"Security by Design"
David Orr | Amory Lovins
"The United States has for decades been undermining the foundations of its own strength. It has gradually built up an energy system prone to sudden, massive failures with catastrophic consequences.
The energy that runs America is brittle—easily shattered by accident or malice. That fragility frustrates the efforts of our Armed Forces to defend a nation that literally can be turned off by a handful of people. It poses, indeed, a grave and growing threat to national security, life, and liberty..."
There are two kinds of threats—one slow, one fast, both devastating. First there are the many consequences of man-mediated climate change.

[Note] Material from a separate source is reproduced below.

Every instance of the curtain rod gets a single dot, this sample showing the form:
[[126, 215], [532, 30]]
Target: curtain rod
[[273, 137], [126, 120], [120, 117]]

The accelerating rise in atmospheric carbon levels warming both air and water have quickened the melting of polar ice caps and glaciers, while also causing water itself to expand (warmer seas are bigger seas.) Dozens of US military bases around the world are already battling sea level rise and the expense of moving mission-critical assets to higher ground. Extreme weather events have also become more common, with cascading national security implications:
"...In the Arctic, the region warming faster than anywhere else on Earth, the combination of melting sea ice, thawing permafrost and sea-level rise is eroding the Alaska shoreline enough to damage several Air Force radar early warning and communication installations. At one base, half a runway has given way to erosion, preventing large planes from using it. Damage to a seawall has allowed waves to wash onto the runway at another base. Thawing permafrost has also affected access to training areas.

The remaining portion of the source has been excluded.